Direitos fundamentais - De acordo com a ação, o acórdão questionado paralisou completamente e por tempo indeterminado toda a política da reforma agrária no país e impediu que milhares de beneficiários tivessem acesso a políticas públicas indispensáveis ao exercício de direitos fundamentais. “Essa drástica providência foi adotada a partir de meros indícios de irregularidades constatados mediante simples cruzamento de bancos de dados, sem que, ao menos, fosse dada oportunidade aos beneficiários de, previamente, apresentar qualquer sorte de defesa”, aponta o procurador-geral.

Rodrigo Janot argumenta que a interrupção completa de um programa de matriz constitucional e inegável relevo social diante de meros indícios de irregularidades é manifestamente desproporcional ao fim buscado pela corte de contas. Segundo ele, “outras medidas menos gravosas aos milhares de beneficiários do programa e adequadamente eficientes para apurar e sanar possíveis fraudes à reforma agrária poderiam ter sido adotadas”.

O PGR também questiona a competência do Tribunal de Contas da União para suspender o andamento de política pública prevista na Constituição. “Não parece haver, nas atribuições conferidas ao Tribunal de Contas pelo artigo 71 da Constituição da República, autorização para sustar o andamento de toda uma política pública constitucionalmente prevista nem para determinar que ela caminhe segundo a sua compreensão”, aponta.

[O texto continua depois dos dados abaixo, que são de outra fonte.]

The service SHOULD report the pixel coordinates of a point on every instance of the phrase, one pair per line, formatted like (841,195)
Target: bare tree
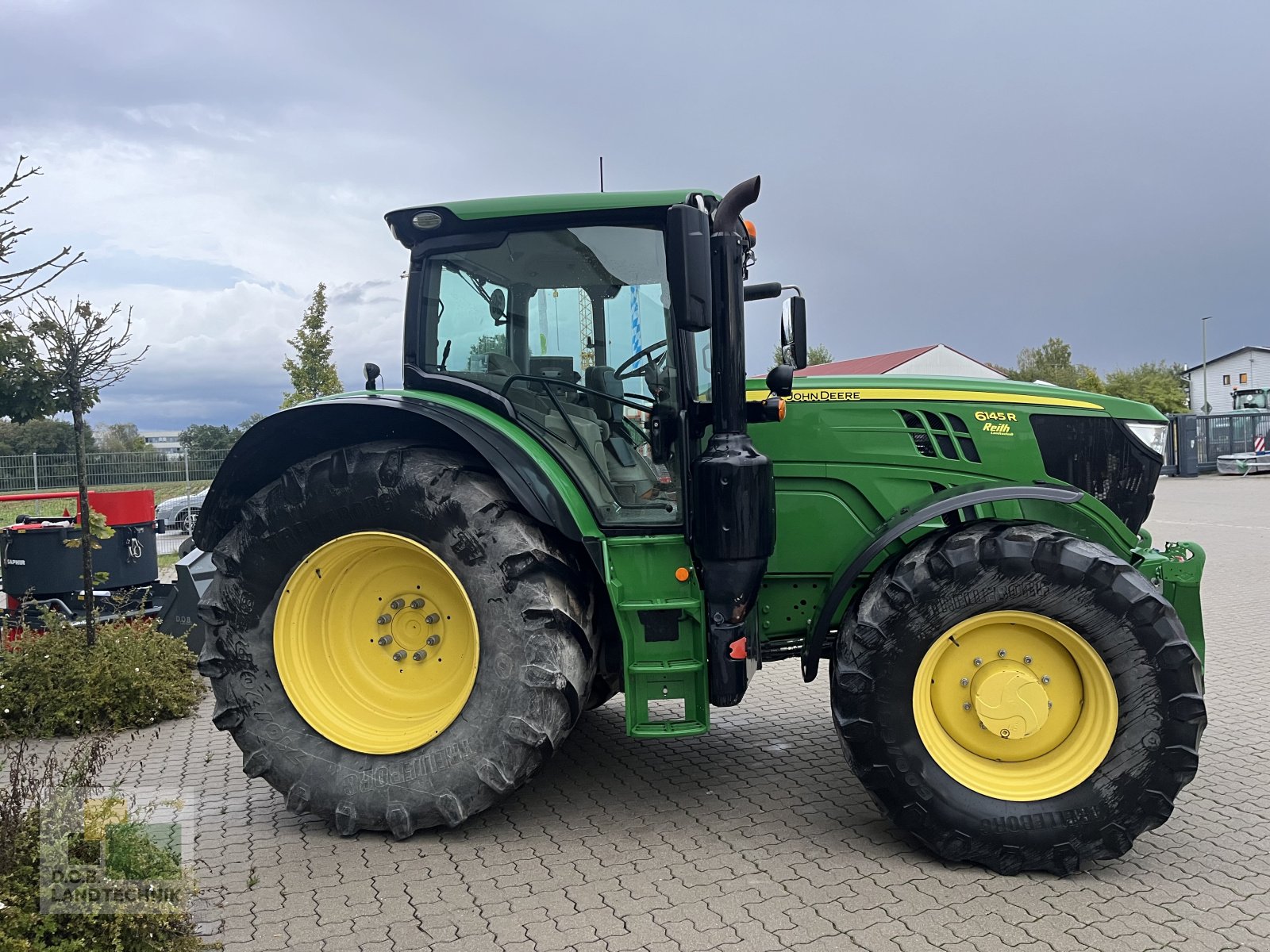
(84,355)
(18,283)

Ampla defesa – Segundo a ADPF 478, a decisão em análise impôs severos ônus a milhares de beneficiários da reforma agrária, a partir de meras suspeitas de irregularidades, pois os impediu de ter acesso a diversas políticas públicas indispensáveis a existência digna no campo, tudo em juízo provisório, sem que fossem ao menos chamados a prestar esclarecimentos.

“Restrição de acesso a políticas públicas de reforma agrária, executadas ao longo de muitos anos, só poderia ocorrer após garantir a seus beneficiários ampla defesa – no mínimo sob a forma de contraditório”, diz. Janot destaca que ocorreu exatamente o oposto no caso. Segundo ele, os atingidos pela decisão deverão, de alguma maneira, intuir que há sobre si suspeita de ilicitude e demonstrar que sua situação é legal ou passível de regularização para, só então, estarem aptos a nova habilitação perante o Incra.

Medida cautelar – Na ação, o procurador-geral da República pede a concessão de liminar para que o ato seja o mais rapidamente possível suspenso. Ele explica que o perigo na demora processual parece incontestável diante da natureza dos direitos que se busca resguardar. “A reforma agrária, como instrumento a um só tempo conformador do direito à moradia e de redução da pobreza e das desigualdades sociais, não deve sofrer descontinuidade de forma irrestrita, com alcance nacional e lesão a centenas de milhares de beneficiários”, assinala.